Table 1 Energetic difference of the D7R4-tryptamine systems in the 20, 50 and 100 ns MD simulations based on MM/GBSA (kcal/mol, εin = 1)

Conclusion

In this study, comprehensive analyses were performed to investigate the mutation effects on the performance of end-point binding free energy calculations. Compared with the alchemical methods, end-point binding free energy calculations represented by MM/GBSA and MM/PBSA are much computationally cheaper with reasonable accuracy (with the best rp ~ 0.44 on a challenging dataset), thus are useful for application in large-scale mutation associated studies.

Specifically, the current result shows that a relatively long MD simulation (e.g. 100 ns) usually benefits the prediction accuracy in both MM/GBSA and MM/PBSA, in which MM/GBSA is insensitive to the dielectric constant, while MM/PBSA prefers a relatively higher dielectric constant (εin = 2 or 4).
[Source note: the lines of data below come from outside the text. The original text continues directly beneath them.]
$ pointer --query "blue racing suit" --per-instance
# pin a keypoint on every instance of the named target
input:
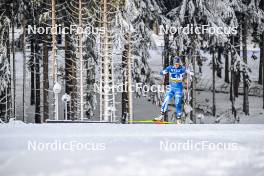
(175, 88)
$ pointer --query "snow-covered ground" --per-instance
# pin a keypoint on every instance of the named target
(133, 150)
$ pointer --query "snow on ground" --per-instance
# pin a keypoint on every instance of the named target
(130, 150)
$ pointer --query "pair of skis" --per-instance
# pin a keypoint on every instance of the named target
(159, 122)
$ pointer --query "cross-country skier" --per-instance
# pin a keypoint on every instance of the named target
(176, 74)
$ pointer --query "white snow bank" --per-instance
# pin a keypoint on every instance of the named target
(132, 150)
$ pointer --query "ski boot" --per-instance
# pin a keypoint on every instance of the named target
(178, 118)
(160, 118)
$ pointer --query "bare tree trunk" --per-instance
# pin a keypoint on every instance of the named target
(227, 67)
(9, 90)
(24, 69)
(45, 80)
(124, 115)
(166, 63)
(260, 63)
(32, 72)
(262, 49)
(219, 62)
(14, 67)
(245, 76)
(37, 67)
(214, 107)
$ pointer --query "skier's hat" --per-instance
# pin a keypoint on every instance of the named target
(177, 60)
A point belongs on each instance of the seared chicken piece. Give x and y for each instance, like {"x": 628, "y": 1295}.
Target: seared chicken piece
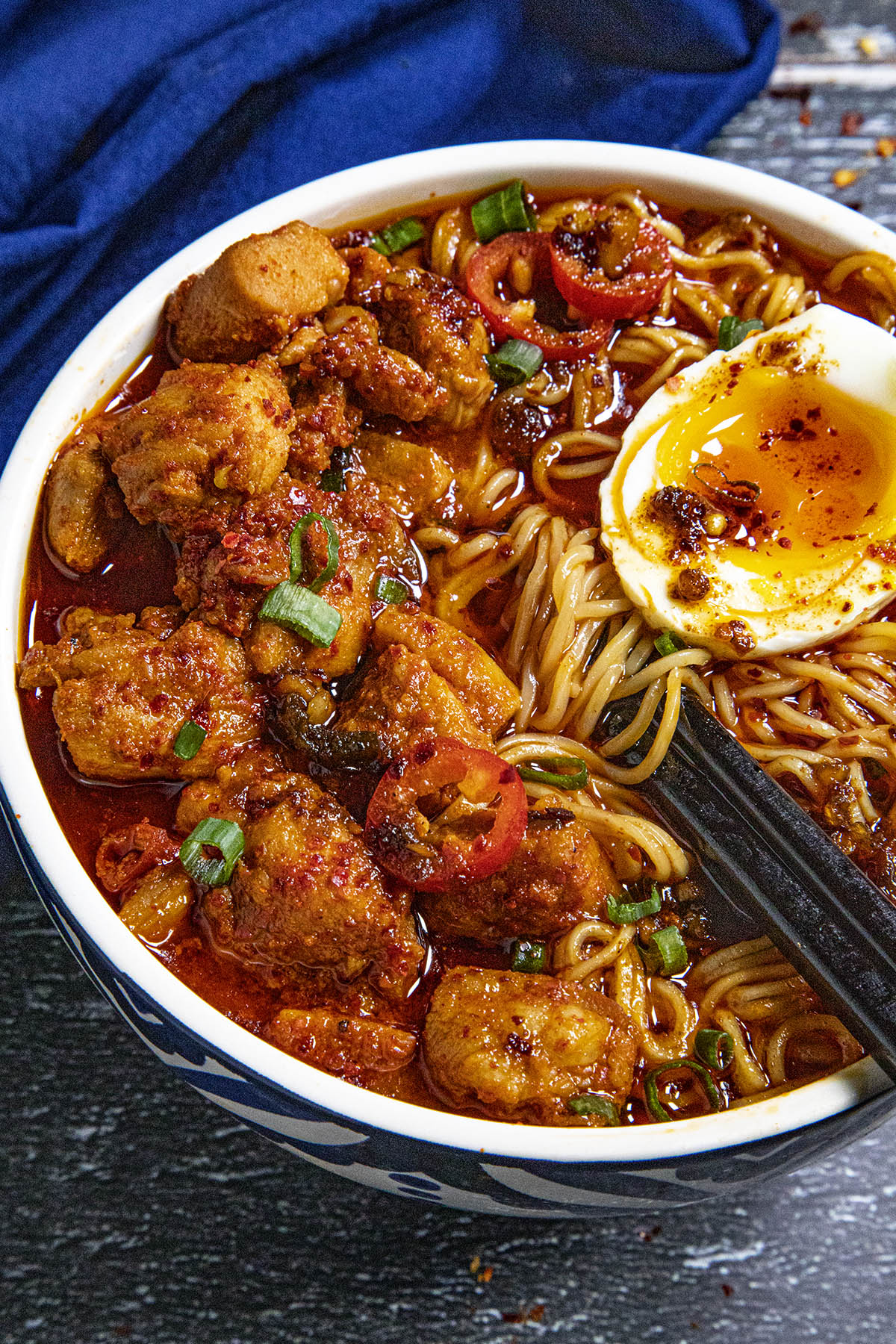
{"x": 82, "y": 502}
{"x": 255, "y": 293}
{"x": 429, "y": 319}
{"x": 432, "y": 320}
{"x": 159, "y": 905}
{"x": 226, "y": 573}
{"x": 519, "y": 1048}
{"x": 558, "y": 877}
{"x": 388, "y": 381}
{"x": 402, "y": 699}
{"x": 324, "y": 421}
{"x": 347, "y": 1046}
{"x": 476, "y": 678}
{"x": 308, "y": 895}
{"x": 122, "y": 695}
{"x": 208, "y": 437}
{"x": 410, "y": 477}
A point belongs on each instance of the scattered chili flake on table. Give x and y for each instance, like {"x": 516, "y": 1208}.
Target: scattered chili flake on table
{"x": 810, "y": 22}
{"x": 526, "y": 1313}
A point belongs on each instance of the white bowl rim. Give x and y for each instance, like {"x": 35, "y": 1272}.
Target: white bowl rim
{"x": 100, "y": 361}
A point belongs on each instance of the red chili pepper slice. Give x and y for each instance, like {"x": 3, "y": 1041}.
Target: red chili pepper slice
{"x": 447, "y": 812}
{"x": 578, "y": 262}
{"x": 489, "y": 267}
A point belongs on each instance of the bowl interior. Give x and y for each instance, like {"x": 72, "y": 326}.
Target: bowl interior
{"x": 99, "y": 363}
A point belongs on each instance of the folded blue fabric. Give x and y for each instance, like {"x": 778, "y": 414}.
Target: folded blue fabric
{"x": 131, "y": 127}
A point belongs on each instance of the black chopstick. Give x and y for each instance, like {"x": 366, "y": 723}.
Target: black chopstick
{"x": 766, "y": 855}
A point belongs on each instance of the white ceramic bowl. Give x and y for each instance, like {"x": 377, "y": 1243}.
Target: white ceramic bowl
{"x": 455, "y": 1160}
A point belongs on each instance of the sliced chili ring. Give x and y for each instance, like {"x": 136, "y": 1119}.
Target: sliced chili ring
{"x": 474, "y": 819}
{"x": 642, "y": 261}
{"x": 512, "y": 319}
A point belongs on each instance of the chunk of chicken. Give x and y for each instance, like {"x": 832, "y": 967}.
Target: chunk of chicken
{"x": 402, "y": 699}
{"x": 343, "y": 1045}
{"x": 208, "y": 437}
{"x": 520, "y": 1046}
{"x": 238, "y": 791}
{"x": 388, "y": 381}
{"x": 255, "y": 293}
{"x": 476, "y": 678}
{"x": 426, "y": 316}
{"x": 307, "y": 895}
{"x": 410, "y": 477}
{"x": 82, "y": 502}
{"x": 226, "y": 573}
{"x": 324, "y": 421}
{"x": 558, "y": 877}
{"x": 430, "y": 319}
{"x": 122, "y": 695}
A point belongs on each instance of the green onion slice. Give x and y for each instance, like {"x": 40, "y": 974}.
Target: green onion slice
{"x": 188, "y": 741}
{"x": 567, "y": 773}
{"x": 514, "y": 362}
{"x": 652, "y": 1095}
{"x": 715, "y": 1048}
{"x": 398, "y": 237}
{"x": 529, "y": 956}
{"x": 629, "y": 912}
{"x": 334, "y": 479}
{"x": 732, "y": 329}
{"x": 503, "y": 211}
{"x": 225, "y": 836}
{"x": 668, "y": 643}
{"x": 390, "y": 591}
{"x": 296, "y": 562}
{"x": 667, "y": 954}
{"x": 595, "y": 1104}
{"x": 299, "y": 609}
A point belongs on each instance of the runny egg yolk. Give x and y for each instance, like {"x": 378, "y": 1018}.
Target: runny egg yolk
{"x": 824, "y": 463}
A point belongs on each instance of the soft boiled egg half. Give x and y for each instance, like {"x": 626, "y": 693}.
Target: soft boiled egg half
{"x": 753, "y": 504}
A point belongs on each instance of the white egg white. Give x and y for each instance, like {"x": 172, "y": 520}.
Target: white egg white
{"x": 791, "y": 603}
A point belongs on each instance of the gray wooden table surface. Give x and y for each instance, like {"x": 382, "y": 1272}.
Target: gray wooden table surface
{"x": 132, "y": 1210}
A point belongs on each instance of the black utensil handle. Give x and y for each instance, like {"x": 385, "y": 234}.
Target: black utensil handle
{"x": 762, "y": 851}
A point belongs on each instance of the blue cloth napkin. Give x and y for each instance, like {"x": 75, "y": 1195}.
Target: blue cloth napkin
{"x": 131, "y": 127}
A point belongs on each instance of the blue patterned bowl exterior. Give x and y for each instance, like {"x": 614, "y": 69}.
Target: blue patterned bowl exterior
{"x": 441, "y": 1159}
{"x": 429, "y": 1171}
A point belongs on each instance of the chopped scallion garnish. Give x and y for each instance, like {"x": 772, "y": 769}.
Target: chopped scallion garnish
{"x": 398, "y": 237}
{"x": 296, "y": 561}
{"x": 594, "y": 1104}
{"x": 667, "y": 954}
{"x": 652, "y": 1095}
{"x": 529, "y": 956}
{"x": 732, "y": 329}
{"x": 559, "y": 772}
{"x": 299, "y": 609}
{"x": 503, "y": 211}
{"x": 188, "y": 741}
{"x": 715, "y": 1048}
{"x": 629, "y": 912}
{"x": 225, "y": 836}
{"x": 514, "y": 362}
{"x": 334, "y": 479}
{"x": 390, "y": 591}
{"x": 668, "y": 643}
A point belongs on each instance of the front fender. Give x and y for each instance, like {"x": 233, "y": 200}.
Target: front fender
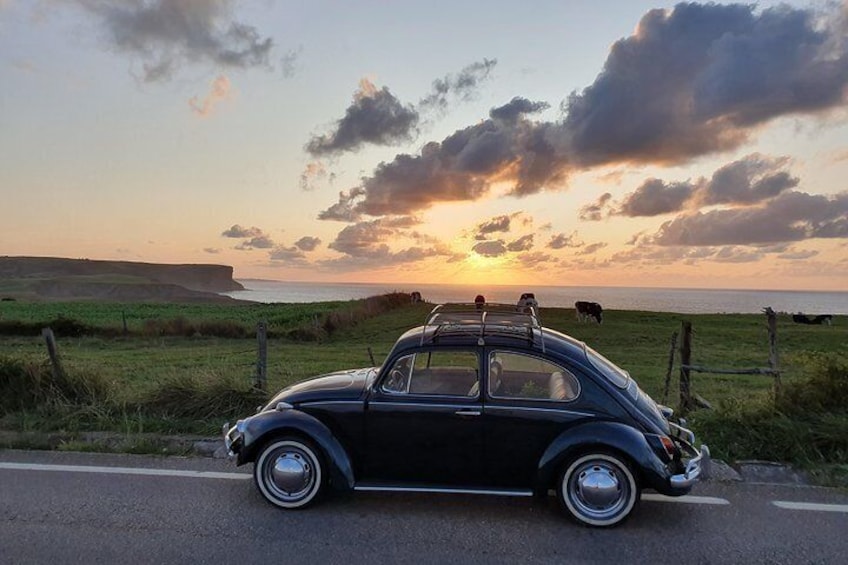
{"x": 603, "y": 435}
{"x": 270, "y": 423}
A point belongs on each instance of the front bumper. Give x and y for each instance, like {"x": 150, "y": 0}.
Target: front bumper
{"x": 697, "y": 466}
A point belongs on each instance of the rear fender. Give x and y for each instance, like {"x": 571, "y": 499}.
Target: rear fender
{"x": 272, "y": 423}
{"x": 602, "y": 436}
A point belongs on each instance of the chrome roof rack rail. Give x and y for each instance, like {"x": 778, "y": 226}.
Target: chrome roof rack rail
{"x": 482, "y": 320}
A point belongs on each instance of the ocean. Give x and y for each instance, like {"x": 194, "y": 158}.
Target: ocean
{"x": 684, "y": 301}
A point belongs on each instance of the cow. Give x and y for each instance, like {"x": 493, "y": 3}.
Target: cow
{"x": 800, "y": 318}
{"x": 588, "y": 310}
{"x": 527, "y": 302}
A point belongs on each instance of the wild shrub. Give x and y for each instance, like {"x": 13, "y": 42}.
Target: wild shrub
{"x": 25, "y": 385}
{"x": 807, "y": 423}
{"x": 190, "y": 397}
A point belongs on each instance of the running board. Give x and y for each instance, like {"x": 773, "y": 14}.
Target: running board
{"x": 441, "y": 490}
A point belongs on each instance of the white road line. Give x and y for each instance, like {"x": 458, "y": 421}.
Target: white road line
{"x": 811, "y": 506}
{"x": 123, "y": 471}
{"x": 686, "y": 499}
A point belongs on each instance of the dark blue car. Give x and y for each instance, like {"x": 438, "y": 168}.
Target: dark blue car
{"x": 474, "y": 401}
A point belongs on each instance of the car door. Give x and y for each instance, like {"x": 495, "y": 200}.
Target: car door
{"x": 423, "y": 420}
{"x": 529, "y": 401}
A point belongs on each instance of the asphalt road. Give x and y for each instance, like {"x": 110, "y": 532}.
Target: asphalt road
{"x": 139, "y": 509}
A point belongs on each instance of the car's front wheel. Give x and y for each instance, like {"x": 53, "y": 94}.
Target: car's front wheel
{"x": 598, "y": 489}
{"x": 288, "y": 472}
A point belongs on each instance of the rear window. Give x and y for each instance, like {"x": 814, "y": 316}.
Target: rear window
{"x": 618, "y": 377}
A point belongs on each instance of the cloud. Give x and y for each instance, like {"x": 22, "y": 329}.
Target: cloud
{"x": 523, "y": 243}
{"x": 166, "y": 34}
{"x": 462, "y": 86}
{"x": 790, "y": 216}
{"x": 744, "y": 182}
{"x": 288, "y": 62}
{"x": 560, "y": 241}
{"x": 290, "y": 255}
{"x": 495, "y": 225}
{"x": 595, "y": 211}
{"x": 220, "y": 90}
{"x": 307, "y": 243}
{"x": 516, "y": 108}
{"x": 494, "y": 248}
{"x": 238, "y": 232}
{"x": 376, "y": 116}
{"x": 700, "y": 78}
{"x": 258, "y": 242}
{"x": 314, "y": 173}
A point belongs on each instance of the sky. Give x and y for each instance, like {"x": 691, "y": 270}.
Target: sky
{"x": 603, "y": 142}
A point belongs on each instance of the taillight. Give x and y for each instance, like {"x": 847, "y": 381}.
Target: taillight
{"x": 669, "y": 446}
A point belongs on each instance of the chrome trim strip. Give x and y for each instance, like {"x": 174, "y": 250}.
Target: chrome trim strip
{"x": 444, "y": 490}
{"x": 534, "y": 409}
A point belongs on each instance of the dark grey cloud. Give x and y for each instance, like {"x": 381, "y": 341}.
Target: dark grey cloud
{"x": 698, "y": 79}
{"x": 689, "y": 82}
{"x": 376, "y": 116}
{"x": 238, "y": 232}
{"x": 790, "y": 216}
{"x": 166, "y": 34}
{"x": 523, "y": 243}
{"x": 747, "y": 181}
{"x": 516, "y": 108}
{"x": 462, "y": 86}
{"x": 307, "y": 243}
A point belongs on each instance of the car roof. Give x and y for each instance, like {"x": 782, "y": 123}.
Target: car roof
{"x": 491, "y": 325}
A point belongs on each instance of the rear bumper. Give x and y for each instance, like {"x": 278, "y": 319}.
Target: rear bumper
{"x": 697, "y": 467}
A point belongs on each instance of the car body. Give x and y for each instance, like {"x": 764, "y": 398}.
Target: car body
{"x": 474, "y": 401}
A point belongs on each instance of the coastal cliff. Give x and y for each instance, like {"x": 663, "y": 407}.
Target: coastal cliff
{"x": 68, "y": 279}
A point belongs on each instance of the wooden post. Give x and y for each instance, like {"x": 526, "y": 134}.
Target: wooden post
{"x": 53, "y": 352}
{"x": 262, "y": 358}
{"x": 670, "y": 366}
{"x": 771, "y": 318}
{"x": 685, "y": 361}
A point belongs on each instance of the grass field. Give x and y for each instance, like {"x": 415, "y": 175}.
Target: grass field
{"x": 141, "y": 366}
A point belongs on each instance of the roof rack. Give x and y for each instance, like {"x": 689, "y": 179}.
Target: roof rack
{"x": 483, "y": 319}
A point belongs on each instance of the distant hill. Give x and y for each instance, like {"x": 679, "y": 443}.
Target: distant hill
{"x": 52, "y": 278}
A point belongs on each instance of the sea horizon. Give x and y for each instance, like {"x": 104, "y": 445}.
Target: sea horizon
{"x": 655, "y": 299}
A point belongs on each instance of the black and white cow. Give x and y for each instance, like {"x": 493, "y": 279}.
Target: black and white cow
{"x": 800, "y": 318}
{"x": 589, "y": 310}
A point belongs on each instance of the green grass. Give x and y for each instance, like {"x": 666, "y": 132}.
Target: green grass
{"x": 139, "y": 381}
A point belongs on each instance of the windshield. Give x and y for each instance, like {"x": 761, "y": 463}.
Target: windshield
{"x": 618, "y": 377}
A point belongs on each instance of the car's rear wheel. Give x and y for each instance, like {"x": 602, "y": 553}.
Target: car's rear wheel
{"x": 289, "y": 472}
{"x": 598, "y": 488}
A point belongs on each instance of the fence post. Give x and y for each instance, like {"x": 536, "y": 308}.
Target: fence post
{"x": 262, "y": 358}
{"x": 771, "y": 318}
{"x": 670, "y": 366}
{"x": 53, "y": 353}
{"x": 685, "y": 362}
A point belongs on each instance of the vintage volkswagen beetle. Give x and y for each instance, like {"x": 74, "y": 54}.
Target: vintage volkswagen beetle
{"x": 474, "y": 401}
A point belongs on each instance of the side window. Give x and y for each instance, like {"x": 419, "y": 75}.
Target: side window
{"x": 443, "y": 373}
{"x": 513, "y": 375}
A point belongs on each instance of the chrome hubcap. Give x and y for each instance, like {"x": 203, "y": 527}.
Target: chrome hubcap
{"x": 292, "y": 475}
{"x": 598, "y": 489}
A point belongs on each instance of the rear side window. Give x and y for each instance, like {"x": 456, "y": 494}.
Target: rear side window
{"x": 514, "y": 375}
{"x": 438, "y": 373}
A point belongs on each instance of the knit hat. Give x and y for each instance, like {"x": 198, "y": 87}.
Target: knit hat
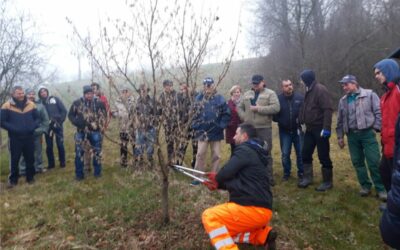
{"x": 256, "y": 79}
{"x": 389, "y": 68}
{"x": 43, "y": 87}
{"x": 29, "y": 90}
{"x": 208, "y": 81}
{"x": 87, "y": 89}
{"x": 167, "y": 83}
{"x": 349, "y": 78}
{"x": 308, "y": 77}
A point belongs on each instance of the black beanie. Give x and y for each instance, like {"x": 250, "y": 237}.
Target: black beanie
{"x": 87, "y": 89}
{"x": 308, "y": 77}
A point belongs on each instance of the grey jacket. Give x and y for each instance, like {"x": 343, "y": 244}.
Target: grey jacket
{"x": 268, "y": 100}
{"x": 368, "y": 112}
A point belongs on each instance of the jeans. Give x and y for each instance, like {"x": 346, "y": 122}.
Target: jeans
{"x": 312, "y": 139}
{"x": 286, "y": 140}
{"x": 95, "y": 140}
{"x": 144, "y": 142}
{"x": 56, "y": 130}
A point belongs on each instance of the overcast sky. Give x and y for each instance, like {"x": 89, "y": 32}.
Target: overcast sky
{"x": 50, "y": 16}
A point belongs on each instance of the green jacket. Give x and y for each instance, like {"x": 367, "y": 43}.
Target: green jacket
{"x": 43, "y": 120}
{"x": 268, "y": 100}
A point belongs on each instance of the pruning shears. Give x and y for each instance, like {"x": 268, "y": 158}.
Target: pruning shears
{"x": 190, "y": 172}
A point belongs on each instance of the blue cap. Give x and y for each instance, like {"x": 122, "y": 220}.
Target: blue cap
{"x": 256, "y": 79}
{"x": 348, "y": 78}
{"x": 87, "y": 89}
{"x": 208, "y": 81}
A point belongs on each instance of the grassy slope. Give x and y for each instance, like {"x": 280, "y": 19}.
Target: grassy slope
{"x": 122, "y": 209}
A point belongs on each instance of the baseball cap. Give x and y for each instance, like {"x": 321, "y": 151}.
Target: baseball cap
{"x": 208, "y": 81}
{"x": 348, "y": 78}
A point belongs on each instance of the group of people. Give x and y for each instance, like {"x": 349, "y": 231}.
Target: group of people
{"x": 361, "y": 114}
{"x": 245, "y": 121}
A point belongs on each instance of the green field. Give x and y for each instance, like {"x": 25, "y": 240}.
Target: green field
{"x": 122, "y": 209}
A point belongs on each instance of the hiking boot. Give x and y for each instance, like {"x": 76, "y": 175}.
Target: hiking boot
{"x": 382, "y": 196}
{"x": 364, "y": 192}
{"x": 270, "y": 243}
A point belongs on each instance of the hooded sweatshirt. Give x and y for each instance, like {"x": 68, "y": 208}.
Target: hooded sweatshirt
{"x": 54, "y": 107}
{"x": 390, "y": 103}
{"x": 316, "y": 111}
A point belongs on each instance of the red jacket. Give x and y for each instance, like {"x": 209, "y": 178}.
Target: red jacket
{"x": 104, "y": 100}
{"x": 390, "y": 106}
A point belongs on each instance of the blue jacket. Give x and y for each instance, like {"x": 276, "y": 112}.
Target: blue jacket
{"x": 212, "y": 116}
{"x": 245, "y": 176}
{"x": 390, "y": 221}
{"x": 287, "y": 118}
{"x": 19, "y": 119}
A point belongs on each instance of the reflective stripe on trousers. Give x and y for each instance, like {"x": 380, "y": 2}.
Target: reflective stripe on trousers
{"x": 245, "y": 224}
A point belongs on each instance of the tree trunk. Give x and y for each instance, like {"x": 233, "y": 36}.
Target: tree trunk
{"x": 165, "y": 185}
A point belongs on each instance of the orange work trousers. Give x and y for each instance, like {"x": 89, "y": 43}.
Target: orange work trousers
{"x": 230, "y": 223}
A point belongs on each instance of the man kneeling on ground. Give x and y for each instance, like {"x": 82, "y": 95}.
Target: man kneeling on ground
{"x": 245, "y": 218}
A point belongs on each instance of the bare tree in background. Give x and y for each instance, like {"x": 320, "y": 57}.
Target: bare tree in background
{"x": 21, "y": 53}
{"x": 332, "y": 37}
{"x": 155, "y": 36}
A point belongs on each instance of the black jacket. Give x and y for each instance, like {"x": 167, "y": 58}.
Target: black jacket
{"x": 317, "y": 109}
{"x": 86, "y": 115}
{"x": 245, "y": 176}
{"x": 288, "y": 116}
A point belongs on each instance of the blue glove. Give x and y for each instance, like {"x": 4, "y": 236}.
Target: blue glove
{"x": 325, "y": 133}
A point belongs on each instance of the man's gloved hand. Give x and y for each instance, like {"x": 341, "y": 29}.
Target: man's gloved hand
{"x": 325, "y": 133}
{"x": 341, "y": 143}
{"x": 211, "y": 184}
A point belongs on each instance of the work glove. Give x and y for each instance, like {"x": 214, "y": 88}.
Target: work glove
{"x": 211, "y": 183}
{"x": 341, "y": 143}
{"x": 325, "y": 133}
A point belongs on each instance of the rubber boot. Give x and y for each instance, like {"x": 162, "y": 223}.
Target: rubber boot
{"x": 326, "y": 180}
{"x": 307, "y": 176}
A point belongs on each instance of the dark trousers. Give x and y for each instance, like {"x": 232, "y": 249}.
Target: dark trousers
{"x": 21, "y": 146}
{"x": 124, "y": 138}
{"x": 95, "y": 140}
{"x": 312, "y": 139}
{"x": 57, "y": 131}
{"x": 386, "y": 170}
{"x": 233, "y": 145}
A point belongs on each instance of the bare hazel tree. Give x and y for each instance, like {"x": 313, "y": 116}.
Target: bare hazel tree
{"x": 158, "y": 39}
{"x": 332, "y": 37}
{"x": 21, "y": 52}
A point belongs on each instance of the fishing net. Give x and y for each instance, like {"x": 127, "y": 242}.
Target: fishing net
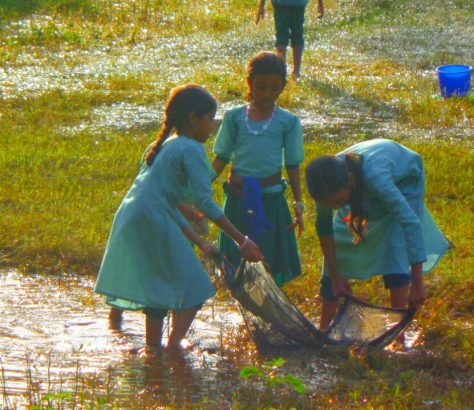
{"x": 274, "y": 322}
Overall, MM/GBSA and MM/PBSA give a comparable best accuracy in the MD-based calculations (with the Pearson correlation coefficients of 0.431 and 0.439 for MM/GBSA and MM/PBSA, respectively), while MM/PBSA performs remarkably better than MM/GBSA in the minimized structures though the best Pearson correlation coefficient is very low (rp = 0.201).

Moreover, analyses of the mutation properties to the prediction accuracy show that systems suffering from large perturbations (e.g. multiple mutations or large number of heavy atoms change in the mutation site) are much easier to be accurately predicted due to the significant change of the systems. Besides, a system of D7R4-tryptamine was employed as an example to reveal the impact of MD simulation time on the mutation effect, where conformational change of the ligand caused by the manually introduced mutation is found responsible for the adjustment of the binding free energy difference along the MD trajectory, indicating that manually modeled structures should be well adjusted by strategies such as MD simulation to match the micro-environment of the protein.